Exposure and Response prevention (ERP) is the most effective treatment for OCD. However, it remains under-utilized by therapists even though it is preferred by people with OCD who are educated about treatment options. Therapist avoidance and lack of understanding about exposure remain major reasons that more clinicians do not use exposure, but access to appropriate training and supervision is also a problem.
In my experience, compared with exposure for other problems (e.g., panic), using exposure for OCD requires greater fluency in developing appropriate exposure exercises that precisely target a client’s particular constellation of obsessions, and in identifying and disrupting any avoidance behavior. In sum, ERP for OCD is tricky. Consequently, I read with interest a recent article in the Journal of Contemporary Psychotherapy: “When Exposures Go Right: Effective Exposure-Based Treatment for Obsessive-Compulsive Disorder.”
The article provides a nice, readable summary of the OCD literature on how to create an effective ERP plan. They write:
In our opinion, the most effective CBT-E/RP clinicians deliver treatment in a flexible manner and remember the overall goal is for the patient to step out of their comfort zone, experience anxiety fully, feel successful at managing their anxiety, and then leave the session with a sense of accomplishment.

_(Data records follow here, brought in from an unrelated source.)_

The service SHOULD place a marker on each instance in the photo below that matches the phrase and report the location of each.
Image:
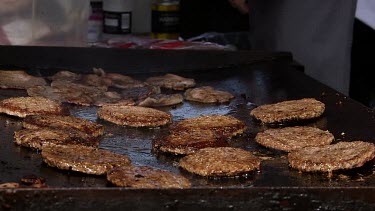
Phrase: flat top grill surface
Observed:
(253, 85)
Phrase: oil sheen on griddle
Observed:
(165, 19)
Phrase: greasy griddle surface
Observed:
(252, 85)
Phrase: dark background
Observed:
(200, 16)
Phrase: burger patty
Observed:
(222, 161)
(171, 81)
(18, 79)
(293, 138)
(307, 108)
(63, 122)
(134, 116)
(25, 106)
(207, 94)
(146, 177)
(36, 138)
(185, 143)
(83, 159)
(162, 100)
(221, 125)
(343, 155)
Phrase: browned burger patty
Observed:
(185, 143)
(207, 94)
(83, 159)
(18, 79)
(343, 155)
(307, 108)
(161, 100)
(171, 81)
(293, 138)
(134, 116)
(36, 138)
(63, 122)
(26, 106)
(222, 161)
(146, 177)
(220, 124)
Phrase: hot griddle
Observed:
(255, 78)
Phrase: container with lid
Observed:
(117, 16)
(165, 19)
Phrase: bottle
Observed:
(165, 22)
(117, 16)
(141, 17)
(95, 23)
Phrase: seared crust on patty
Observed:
(207, 94)
(220, 124)
(185, 143)
(171, 81)
(25, 106)
(63, 122)
(222, 161)
(83, 159)
(307, 108)
(146, 177)
(293, 138)
(36, 138)
(134, 116)
(343, 155)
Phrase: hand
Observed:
(240, 5)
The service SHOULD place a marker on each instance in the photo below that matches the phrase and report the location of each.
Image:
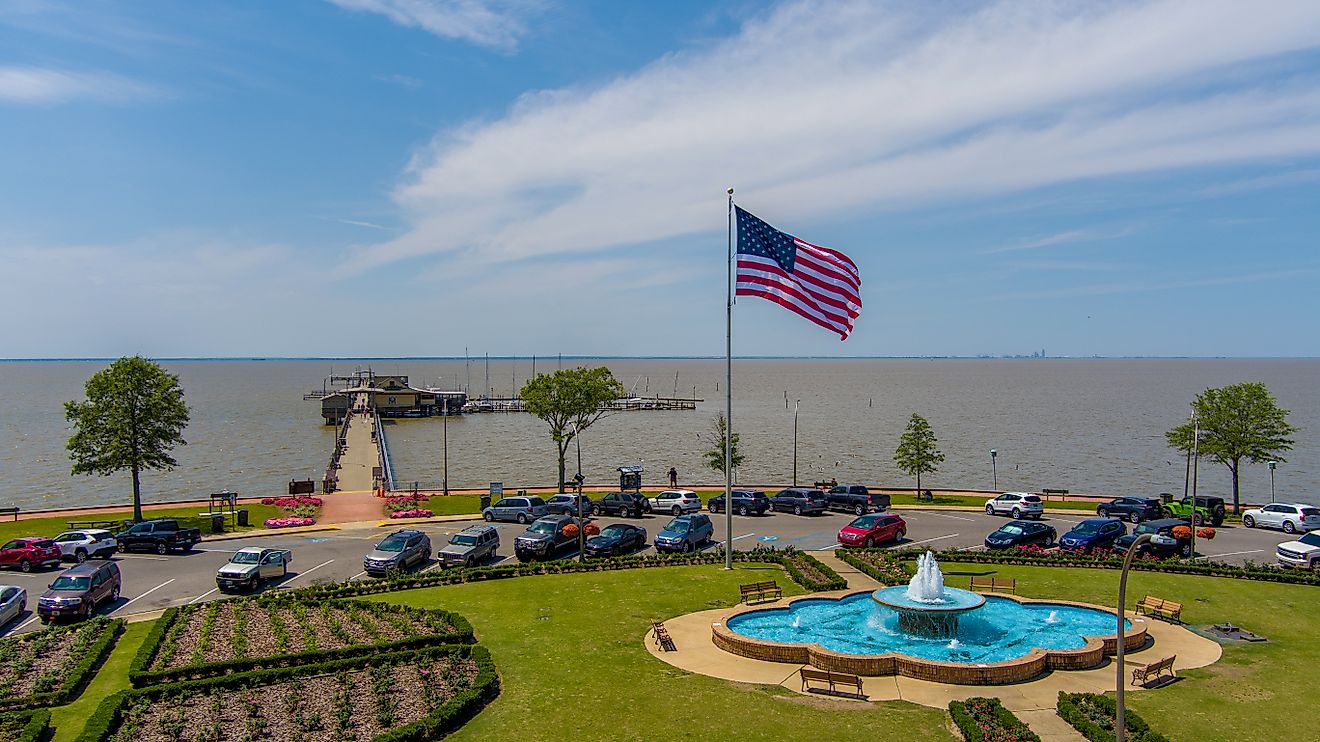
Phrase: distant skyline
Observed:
(404, 178)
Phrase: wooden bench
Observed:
(1150, 605)
(661, 637)
(994, 584)
(832, 681)
(759, 592)
(1145, 674)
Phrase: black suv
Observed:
(1134, 510)
(856, 499)
(745, 502)
(621, 503)
(1163, 543)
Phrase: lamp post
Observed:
(1118, 644)
(795, 441)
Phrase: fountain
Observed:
(925, 606)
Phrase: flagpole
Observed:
(729, 395)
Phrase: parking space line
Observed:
(144, 594)
(928, 540)
(214, 589)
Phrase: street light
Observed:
(1121, 637)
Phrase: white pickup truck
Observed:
(252, 567)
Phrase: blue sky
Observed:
(413, 177)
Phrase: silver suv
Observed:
(469, 547)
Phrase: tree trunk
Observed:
(137, 497)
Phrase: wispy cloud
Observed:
(825, 108)
(487, 23)
(27, 85)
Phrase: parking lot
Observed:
(153, 582)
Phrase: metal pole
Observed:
(729, 395)
(1120, 728)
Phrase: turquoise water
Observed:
(1001, 630)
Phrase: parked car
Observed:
(470, 547)
(516, 510)
(621, 503)
(1134, 510)
(685, 534)
(1093, 534)
(1291, 518)
(1163, 541)
(13, 601)
(617, 540)
(1304, 552)
(745, 502)
(1207, 508)
(799, 501)
(160, 536)
(28, 553)
(856, 499)
(251, 567)
(1018, 505)
(568, 505)
(1022, 534)
(397, 552)
(676, 502)
(78, 545)
(545, 538)
(78, 590)
(874, 528)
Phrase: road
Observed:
(155, 582)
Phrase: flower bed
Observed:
(1094, 717)
(44, 668)
(240, 635)
(986, 720)
(387, 697)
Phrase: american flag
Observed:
(819, 283)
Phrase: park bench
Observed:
(994, 584)
(759, 592)
(832, 681)
(661, 637)
(1147, 672)
(1150, 605)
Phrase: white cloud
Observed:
(830, 107)
(487, 23)
(45, 86)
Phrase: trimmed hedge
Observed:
(140, 676)
(1071, 708)
(985, 720)
(78, 674)
(31, 725)
(444, 720)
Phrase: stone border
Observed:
(1032, 664)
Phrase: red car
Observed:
(874, 528)
(28, 552)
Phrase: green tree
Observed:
(570, 400)
(714, 456)
(918, 453)
(133, 417)
(1238, 423)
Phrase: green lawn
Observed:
(186, 515)
(584, 672)
(1254, 692)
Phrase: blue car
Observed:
(1093, 534)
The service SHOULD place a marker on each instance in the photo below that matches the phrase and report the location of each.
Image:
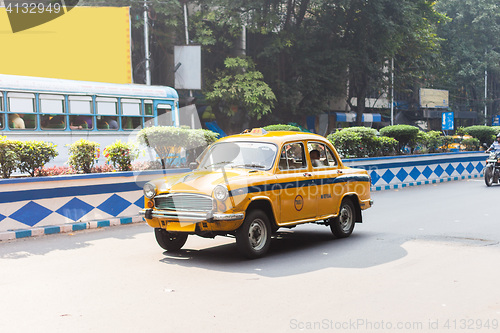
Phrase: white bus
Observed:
(65, 111)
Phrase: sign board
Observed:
(495, 121)
(447, 123)
(86, 43)
(433, 98)
(187, 67)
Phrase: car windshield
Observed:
(252, 155)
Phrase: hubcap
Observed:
(346, 218)
(257, 234)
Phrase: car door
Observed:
(295, 184)
(325, 171)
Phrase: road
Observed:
(426, 259)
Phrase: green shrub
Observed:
(83, 154)
(167, 141)
(120, 154)
(346, 143)
(9, 158)
(404, 134)
(485, 134)
(387, 146)
(471, 144)
(34, 155)
(281, 127)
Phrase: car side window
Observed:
(321, 155)
(292, 157)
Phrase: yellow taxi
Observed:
(250, 185)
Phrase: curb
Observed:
(425, 182)
(55, 229)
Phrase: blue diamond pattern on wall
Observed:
(31, 213)
(140, 202)
(402, 174)
(415, 173)
(75, 209)
(460, 168)
(449, 169)
(388, 176)
(427, 172)
(114, 205)
(438, 171)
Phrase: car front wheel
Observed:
(170, 241)
(253, 237)
(488, 175)
(343, 225)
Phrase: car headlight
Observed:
(149, 190)
(220, 193)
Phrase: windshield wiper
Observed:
(249, 165)
(214, 164)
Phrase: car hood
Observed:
(204, 181)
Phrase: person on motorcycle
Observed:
(495, 146)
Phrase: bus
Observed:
(65, 111)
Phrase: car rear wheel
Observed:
(253, 237)
(343, 225)
(170, 241)
(488, 175)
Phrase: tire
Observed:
(253, 237)
(343, 225)
(488, 175)
(170, 241)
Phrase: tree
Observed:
(241, 86)
(471, 46)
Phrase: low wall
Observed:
(42, 205)
(401, 171)
(72, 199)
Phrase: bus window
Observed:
(148, 107)
(131, 123)
(106, 105)
(81, 109)
(80, 104)
(107, 122)
(164, 115)
(52, 109)
(53, 121)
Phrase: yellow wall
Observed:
(86, 43)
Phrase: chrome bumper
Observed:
(192, 216)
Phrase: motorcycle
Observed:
(492, 169)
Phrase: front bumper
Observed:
(191, 216)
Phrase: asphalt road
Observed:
(426, 259)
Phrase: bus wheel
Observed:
(170, 241)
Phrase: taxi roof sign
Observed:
(255, 131)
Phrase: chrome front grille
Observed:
(184, 202)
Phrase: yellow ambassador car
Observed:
(250, 185)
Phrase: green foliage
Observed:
(167, 141)
(471, 144)
(404, 134)
(281, 127)
(242, 86)
(35, 154)
(9, 158)
(485, 134)
(121, 155)
(83, 154)
(346, 143)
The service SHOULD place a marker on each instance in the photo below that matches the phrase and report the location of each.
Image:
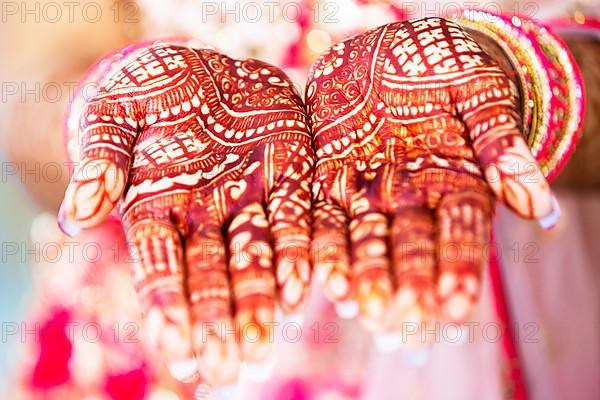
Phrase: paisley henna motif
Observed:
(210, 161)
(415, 129)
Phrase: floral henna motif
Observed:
(210, 161)
(415, 129)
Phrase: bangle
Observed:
(552, 90)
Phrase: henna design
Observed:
(409, 120)
(210, 161)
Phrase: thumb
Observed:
(107, 133)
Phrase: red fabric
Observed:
(128, 386)
(515, 380)
(52, 366)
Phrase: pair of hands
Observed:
(210, 161)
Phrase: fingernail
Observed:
(203, 392)
(417, 357)
(549, 221)
(388, 342)
(66, 225)
(183, 370)
(347, 309)
(296, 318)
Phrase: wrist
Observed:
(550, 84)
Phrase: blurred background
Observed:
(69, 317)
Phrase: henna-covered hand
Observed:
(209, 159)
(415, 129)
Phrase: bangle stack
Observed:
(552, 90)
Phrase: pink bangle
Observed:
(553, 94)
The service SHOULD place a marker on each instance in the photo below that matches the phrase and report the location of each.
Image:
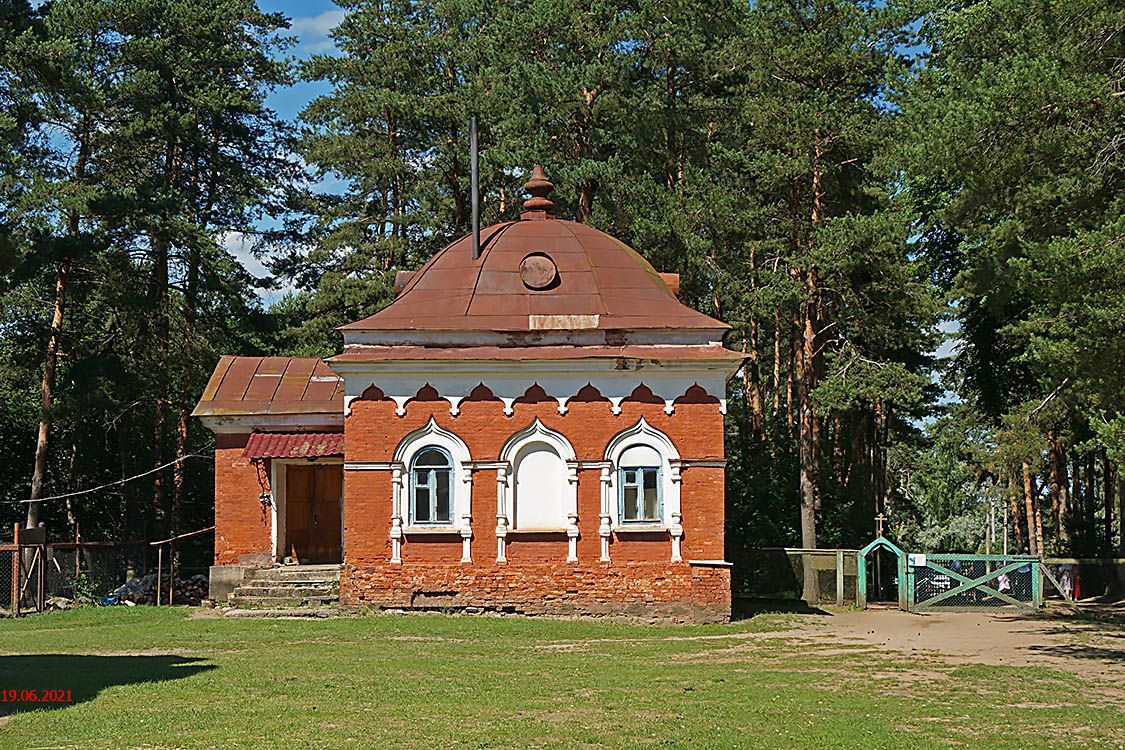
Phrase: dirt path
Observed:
(1094, 649)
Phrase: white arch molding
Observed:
(431, 433)
(639, 436)
(540, 460)
(510, 383)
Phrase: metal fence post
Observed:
(41, 588)
(839, 578)
(1036, 585)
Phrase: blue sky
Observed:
(311, 23)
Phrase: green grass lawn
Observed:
(147, 677)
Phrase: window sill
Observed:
(434, 531)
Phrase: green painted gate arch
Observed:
(861, 562)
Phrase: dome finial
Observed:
(539, 206)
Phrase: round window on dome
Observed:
(539, 272)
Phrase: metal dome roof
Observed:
(538, 273)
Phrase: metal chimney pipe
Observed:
(475, 179)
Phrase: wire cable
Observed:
(113, 484)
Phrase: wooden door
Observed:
(312, 516)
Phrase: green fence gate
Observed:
(951, 581)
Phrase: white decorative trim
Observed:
(677, 533)
(642, 433)
(431, 433)
(555, 337)
(605, 530)
(396, 515)
(455, 404)
(501, 513)
(509, 380)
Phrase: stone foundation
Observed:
(648, 590)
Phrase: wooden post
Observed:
(839, 578)
(1036, 585)
(41, 589)
(15, 574)
(171, 572)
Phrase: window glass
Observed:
(651, 494)
(640, 486)
(441, 512)
(431, 486)
(630, 503)
(421, 497)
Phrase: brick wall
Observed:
(639, 579)
(242, 533)
(659, 590)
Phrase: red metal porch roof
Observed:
(294, 444)
(270, 386)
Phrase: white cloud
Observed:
(313, 30)
(239, 245)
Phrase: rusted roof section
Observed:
(294, 444)
(271, 385)
(365, 353)
(601, 283)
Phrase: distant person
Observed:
(1067, 580)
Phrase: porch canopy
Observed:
(294, 445)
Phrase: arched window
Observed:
(541, 485)
(640, 484)
(431, 479)
(644, 479)
(541, 493)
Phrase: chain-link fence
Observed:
(6, 558)
(972, 581)
(780, 574)
(89, 570)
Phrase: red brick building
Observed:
(537, 430)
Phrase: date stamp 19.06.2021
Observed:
(35, 696)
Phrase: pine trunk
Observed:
(1014, 513)
(1107, 484)
(1034, 533)
(807, 423)
(51, 358)
(47, 391)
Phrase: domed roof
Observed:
(538, 273)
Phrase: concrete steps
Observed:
(286, 587)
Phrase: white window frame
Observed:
(639, 484)
(642, 433)
(537, 432)
(432, 487)
(460, 487)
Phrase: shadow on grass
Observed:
(745, 608)
(62, 679)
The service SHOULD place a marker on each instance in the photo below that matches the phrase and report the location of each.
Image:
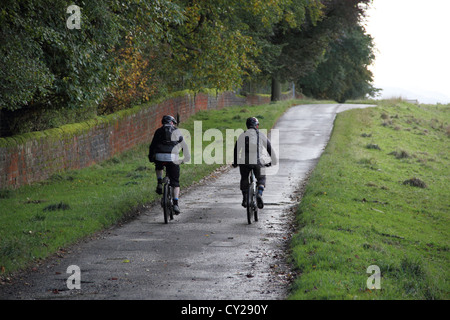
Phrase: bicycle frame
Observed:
(252, 208)
(166, 200)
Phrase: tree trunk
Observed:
(276, 89)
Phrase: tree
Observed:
(343, 74)
(303, 45)
(47, 69)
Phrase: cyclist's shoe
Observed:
(159, 188)
(259, 201)
(176, 209)
(244, 200)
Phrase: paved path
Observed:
(207, 252)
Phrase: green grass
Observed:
(357, 210)
(39, 220)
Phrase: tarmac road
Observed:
(208, 252)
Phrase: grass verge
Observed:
(39, 220)
(378, 196)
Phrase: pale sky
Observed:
(412, 39)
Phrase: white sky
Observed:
(412, 38)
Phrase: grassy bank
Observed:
(39, 220)
(378, 196)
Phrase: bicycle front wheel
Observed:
(166, 203)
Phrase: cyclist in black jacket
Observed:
(164, 152)
(248, 154)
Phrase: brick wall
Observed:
(36, 156)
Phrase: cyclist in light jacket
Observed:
(164, 152)
(248, 154)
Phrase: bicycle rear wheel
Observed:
(166, 202)
(249, 204)
(170, 204)
(255, 206)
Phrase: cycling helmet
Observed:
(252, 122)
(167, 119)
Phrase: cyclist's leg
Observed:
(159, 170)
(245, 172)
(173, 171)
(261, 183)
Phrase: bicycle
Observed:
(166, 200)
(252, 208)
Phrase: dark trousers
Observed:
(172, 170)
(245, 170)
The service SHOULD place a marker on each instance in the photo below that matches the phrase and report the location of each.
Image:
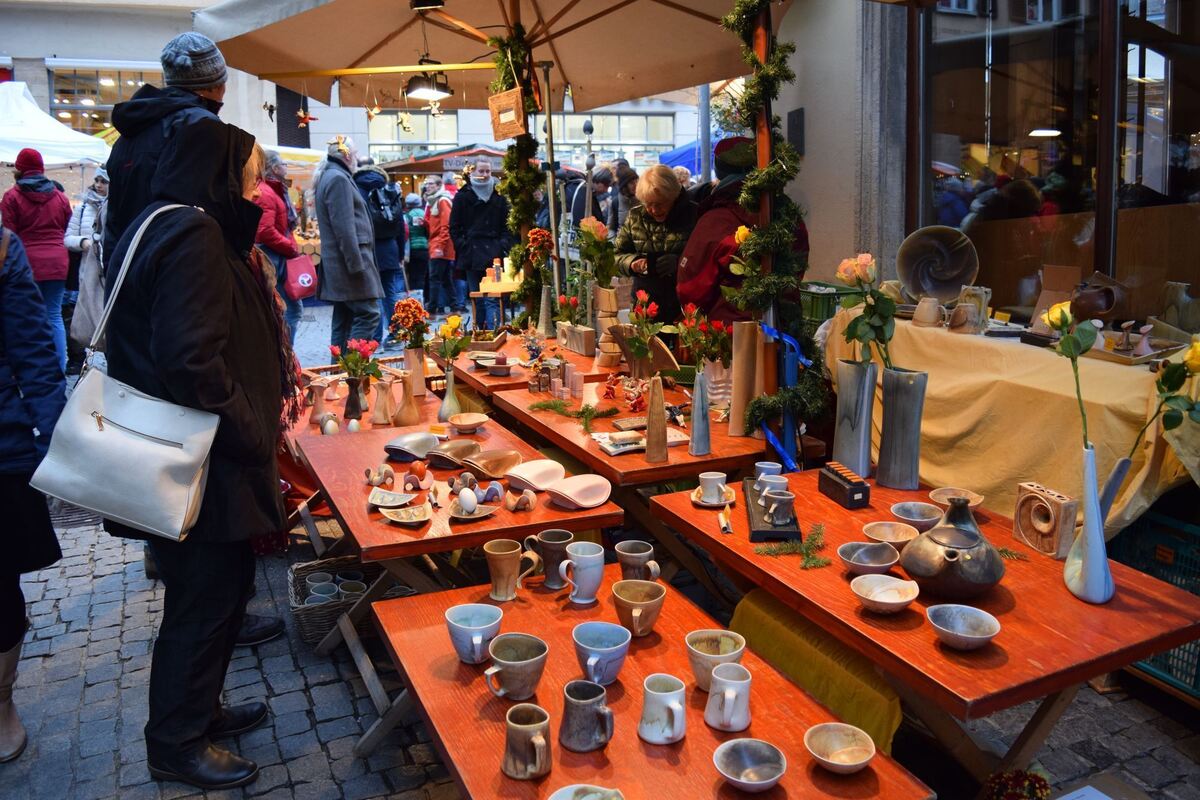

One emphasis I liked in the article is the use of humor in exposure. Humor in exposure can bring a sense of playfulness to the exposure work, and there is evidence that positive mood before and after exposure is associated with lower risk of relapse. Additionally, talking to clients about their experience of and increasing contact with exposure can gently undermine avoidance (e.g., distraction).
The article also outlines various issues around using ERP in outpatient settings. These include the logistics of in vivo exposure outside the therapy office, as well as legal and ethical issues to conducting out-of-session exposure.
I did not agree with absolutely everything in the article. For example, the authors emphasized habituation to feared stimulus even though recent research on inhibitory learning has provided compelling evidence that habituation is a poor indicator of learning during exposure. However, I overall found the article interesting and I picked up a few tips. I think any OCD specialist could benefit by reviewing it.